Energy and Psychological Representations
The physicist conceives of one energy in yoga poses the sense that there exists but one mathematical definition of energy. This energy is above all distinguished in yoga poses function of criteria like those that I enumerate here:
1. The field of application. Energy can be qualitatively identified in yoga poses function of its field of application, as that of movement, sound, or light. We speak, for example, of acoustic, radiant, and motor energy.
2. Mode of production. Certain machinery produces a form of energy, like steam engines (steam energy), water mills and dams (hydraulic energy), nuclear power plants (nuclear energy), and the solar panels (solar energy).
3. Mode of utilization.
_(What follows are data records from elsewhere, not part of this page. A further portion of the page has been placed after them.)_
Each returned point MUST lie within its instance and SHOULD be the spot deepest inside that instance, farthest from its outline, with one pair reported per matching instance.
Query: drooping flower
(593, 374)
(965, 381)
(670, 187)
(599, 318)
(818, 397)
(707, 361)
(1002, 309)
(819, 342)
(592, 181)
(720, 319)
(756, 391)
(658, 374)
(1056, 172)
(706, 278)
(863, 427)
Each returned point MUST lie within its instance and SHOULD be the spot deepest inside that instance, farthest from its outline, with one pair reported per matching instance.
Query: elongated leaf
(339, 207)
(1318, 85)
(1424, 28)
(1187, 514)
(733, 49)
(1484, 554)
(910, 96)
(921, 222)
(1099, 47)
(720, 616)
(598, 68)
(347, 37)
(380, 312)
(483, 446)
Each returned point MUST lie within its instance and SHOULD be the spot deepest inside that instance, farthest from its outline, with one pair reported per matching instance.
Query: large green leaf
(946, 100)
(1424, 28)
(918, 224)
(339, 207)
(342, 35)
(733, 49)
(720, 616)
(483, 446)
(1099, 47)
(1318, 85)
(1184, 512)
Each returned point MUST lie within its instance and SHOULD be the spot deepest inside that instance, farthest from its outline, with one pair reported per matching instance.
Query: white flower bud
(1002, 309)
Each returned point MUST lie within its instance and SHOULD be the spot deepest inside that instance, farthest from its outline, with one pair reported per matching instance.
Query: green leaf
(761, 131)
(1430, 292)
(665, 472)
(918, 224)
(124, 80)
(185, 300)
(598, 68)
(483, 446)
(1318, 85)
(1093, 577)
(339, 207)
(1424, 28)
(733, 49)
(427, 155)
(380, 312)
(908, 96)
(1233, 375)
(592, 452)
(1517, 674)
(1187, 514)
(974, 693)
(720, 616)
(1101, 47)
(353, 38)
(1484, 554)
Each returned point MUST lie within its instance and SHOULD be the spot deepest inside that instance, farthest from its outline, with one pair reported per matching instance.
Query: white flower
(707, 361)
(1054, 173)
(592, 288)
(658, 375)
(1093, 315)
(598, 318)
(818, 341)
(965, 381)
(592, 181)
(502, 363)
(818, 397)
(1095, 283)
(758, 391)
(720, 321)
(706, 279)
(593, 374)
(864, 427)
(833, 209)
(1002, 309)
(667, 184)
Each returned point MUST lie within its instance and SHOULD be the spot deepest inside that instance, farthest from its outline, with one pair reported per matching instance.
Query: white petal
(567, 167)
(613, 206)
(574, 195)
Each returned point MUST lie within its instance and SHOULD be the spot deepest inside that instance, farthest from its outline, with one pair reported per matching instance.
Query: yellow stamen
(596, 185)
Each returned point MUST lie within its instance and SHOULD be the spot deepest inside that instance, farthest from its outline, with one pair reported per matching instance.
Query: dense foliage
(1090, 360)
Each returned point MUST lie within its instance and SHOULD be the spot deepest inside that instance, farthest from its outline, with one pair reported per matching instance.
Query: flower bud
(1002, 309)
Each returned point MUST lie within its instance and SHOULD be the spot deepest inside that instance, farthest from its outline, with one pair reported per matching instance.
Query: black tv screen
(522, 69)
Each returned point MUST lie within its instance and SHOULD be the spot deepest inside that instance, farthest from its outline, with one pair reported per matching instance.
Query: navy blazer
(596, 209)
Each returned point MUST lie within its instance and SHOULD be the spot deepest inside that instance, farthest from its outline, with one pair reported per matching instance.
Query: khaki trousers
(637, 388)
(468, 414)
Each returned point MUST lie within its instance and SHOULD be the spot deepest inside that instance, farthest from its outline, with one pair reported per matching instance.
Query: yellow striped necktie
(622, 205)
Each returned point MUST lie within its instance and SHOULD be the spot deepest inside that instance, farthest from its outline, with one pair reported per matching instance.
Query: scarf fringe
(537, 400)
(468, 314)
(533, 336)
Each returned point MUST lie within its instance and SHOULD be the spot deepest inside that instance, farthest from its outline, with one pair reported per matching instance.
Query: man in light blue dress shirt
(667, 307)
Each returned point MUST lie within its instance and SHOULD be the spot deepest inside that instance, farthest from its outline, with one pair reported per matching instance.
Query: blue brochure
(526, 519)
Certain substances (petroleum fuels) or modes of functioning (electricity) connected to modes of production are also called energy. These modes of utilization can be stored and/or transported.
4. The consumer. We also identify energy by its consumer, as in yoga poses expressions such as biological energy or muscular energy.
This nonexhaustive list of the ways to use the term energy in yoga poses its strict sense does not correspond to a single qualifying statement as to what energy is. Electrical energy is a certain type of activity of matter, but it is not necessarily a particular energy. It is not yet possible to know if there exists a single energetic mechanism that manifests in yoga poses various ways or myriad mechanisms that we are not yet able to describe.
The theoretical physicists of the nineteenth century quickly stimulated the imagination of people who associated this fashionable term, supported by science, to a kind of mysterious fluid that circulates in yoga poses and animates nature. They assimilated this term to ancient notions in yoga poses circulation in yoga poses the so-called esoteric schools. As we saw while speaking of the soul, vital energy is often nothing other than a transfer of the properties of Plato’s soul to a term that has become more respectable. This is how an imagination of Christian inspiration assimilated the notion of energy to a known mythology instead of accommodating itself to what the physicists were discovering. If the same energy can manifest itself in yoga poses many different ways (vapor, heat, light, wind, etc.), it is then possible to think that a fundamental energy is the force that actively animates the universe. Spiritual movements, like theosophy, developed this way of thinking. These movements wanted to validate this notion by anchoring it in yoga poses the greatest possible number of ancient traditions. Not only did they associate the respiratory forces of antiquity (prana, chi, and pneuma) to the notion of vital energy, but in yoga poses return, they influenced the schools in yoga poses a colonized Far East by explaining to them that they would become scientifically acceptable if they adapted their ancient models to the notion of vital energy.11 This is particularly evident in yoga poses the literature on relatively recent disciplines like tai chi chuan and aikido.12 The teachers of these disciplines give demonstrations showing the chi is what makes the body breathe and the limbs move, anchors the organism in yoga poses the Earth, and makes it possible to repel the enemy. For them, neither will nor force nor skill can be as effective as the right utilization of chi. Their demonstrations are often spectacular. Designating the chi as whatever produces these capacities does not give any information about the mechanisms at play.
The notion of vital energy developed in yoga poses a Christian context that associates itself to some simplistic opposition between energy and matter that resembles the opposition between soul and body. These oppositions are not part of the ancient philosophies of the Far East. The notion of vital energy spread out into the world mostly by being associated with Protestant healing movements, born in yoga poses the United States, and then disseminated in yoga poses the Philippines, Africa, and South America. Their techniques assimilated the healing methods of the local culture and spirituality.